Company retreats - a standard business tool since just after World War II - usually have standard goals: to boost morale and promote teamwork. But they have long varied in form, from paintball battles to trapeze lessons to trust-building exercises (think falling backward into the arms of colleagues).

"Retreats help people start rowing in the same direction," says Merianne Liteman, president and CEO of Liteman Rosse, Inc., a firm that designs and runs offsite retreats. "In a well-designed and well-run retreat, participants gain a deeper understanding of what their organization's big goals are and how they can contribute to [reaching] those goals," says Ms. Liteman.

A retreat - or "vision session," to use a term that's gaining currency - that keeps employees focused on improving operations can be useful, workplace experts say, particularly when economic times are rough. But the largess of the 1990s had pushed some retreats into a less productive mode.

Darlene, who asked that her full name not be used, was sent on three retreats by a New York media company at which she worked 10 years ago.

"At that time, retreats seemed to be either big fraternity-type parties or a 'mending relationship' counseling sessions held in fancy hotels with free-flowing alcohol," she says. "Either way, they felt inappropriate and unprofessional."

During one of the "counseling retreats," Darlene found herself being pushed into revealing many personal details in order to list the problems that might be "blocking her work."

"Ultimately, I was fired, [a move that] was hastened by the retreat," says Darlene. "This facilitator was like a chop-shop psychologist. I doubt she was even licensed. She encouraged us to 'tell it all' and I wondered just how much was I supposed to share in order to build our team stronger. I guess I shared too much, though at the time, I thought it was 'bonding.' "

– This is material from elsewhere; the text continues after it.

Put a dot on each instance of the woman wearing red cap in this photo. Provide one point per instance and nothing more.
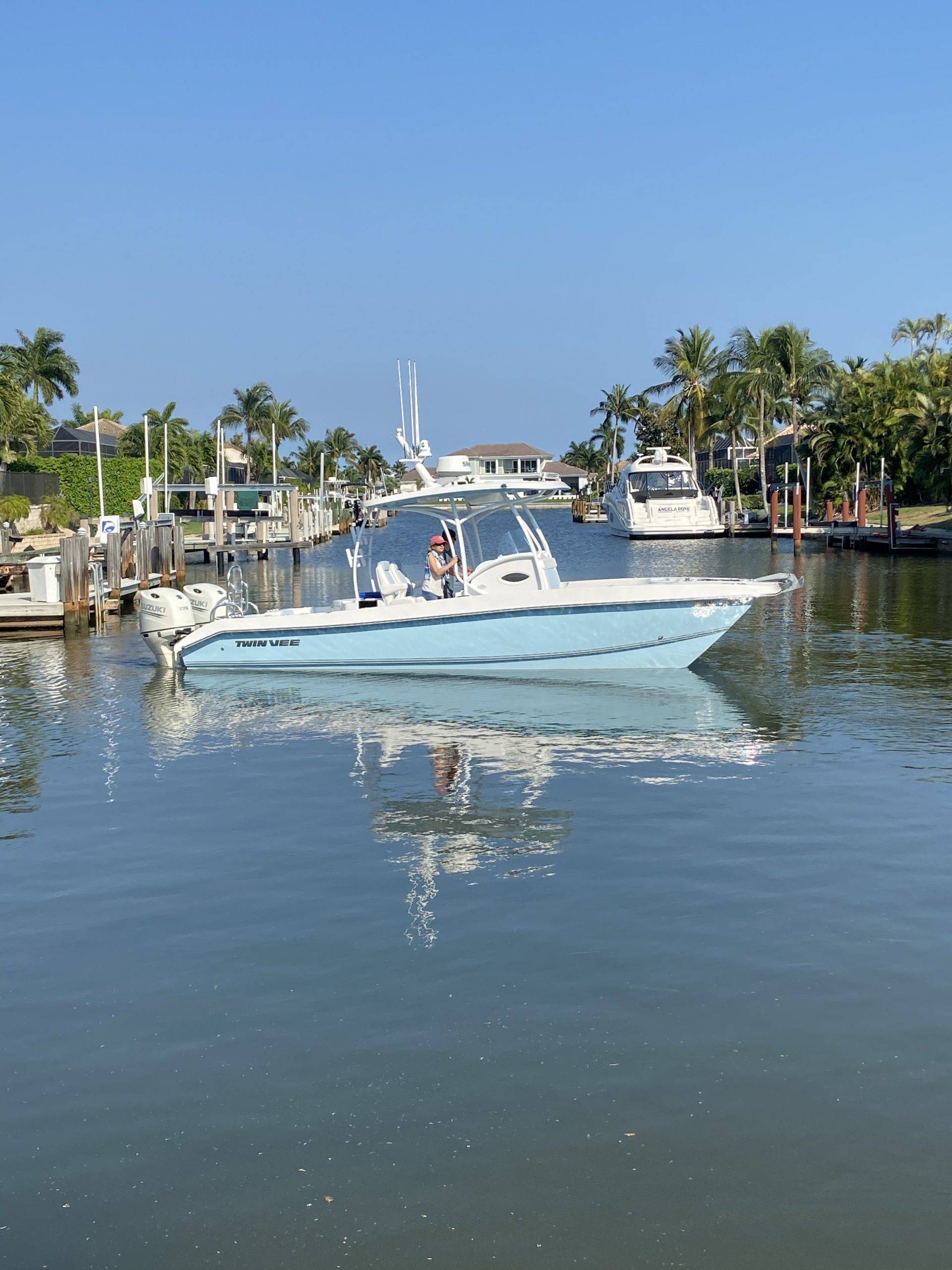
(434, 567)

Some experts maintain that such practices are being shown the door. "The 'feel good' retreat is over," says William Duggan, visiting professor of management at Columbia University. "There is a back-to-basics movement going on in the business world. Companies seem to feel as though they should have been paying more attention."

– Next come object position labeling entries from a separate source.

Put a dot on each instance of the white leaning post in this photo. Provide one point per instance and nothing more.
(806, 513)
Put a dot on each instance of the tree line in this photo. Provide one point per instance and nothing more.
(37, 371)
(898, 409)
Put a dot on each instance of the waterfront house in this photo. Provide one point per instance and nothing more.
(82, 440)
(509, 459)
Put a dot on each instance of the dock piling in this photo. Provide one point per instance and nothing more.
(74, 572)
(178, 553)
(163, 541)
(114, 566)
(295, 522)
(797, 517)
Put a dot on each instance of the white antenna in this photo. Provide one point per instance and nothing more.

The recasting of the role of retreats, advocates say, is well timed. "People all over the country are apprehensive," says Liteman, coauthor of the new book "Retreats that Work." "Employees may be feeling distracted and unclear about what they should be focusing on."

Hassell McClellan, associate professor of strategic management at Boston College, agrees. "In difficult times, the worst thing a company can do is not strategically plan.

In times of difficulty, people need to get more focused and the most successful retreats are ones that have clear objectives," says Mr. McClellan, who also thinks that corporate retreats have become much more "focused on strategic goals."

Liteman, who has led retreats in the US, Africa, Latin America, and Europe, cites a number of ways of unlocking the creative energy of a retreat's attendees.

"One exercise that can really liberate people's thinking is to have them imagine how a well-known person or a successful organization might deal with a particular issue," she says. "Another powerful technique is storytelling. When people create stories about their own organization, they can see how their culture is hampering or fostering their success."

That may require a level of sophistication in planning that not all companies can pull off.

"Our yearly companywide retreat resembled a high school football pep rally more than anything," says Mackenzie Parks, who lives in New York and worked for a consulting company there for three years. She recalls the "skit" portion of the retreat: "The recruiters came dressed in hula skirts and leis, all the while performing their 'recruiting dance.' It was pretty ridiculous."

The retreat's objective was to build better teamwork and promote the company mission.

"It was a fun party, and I guess we got closer," says Ms. Parks. "But nothing was really accomplished."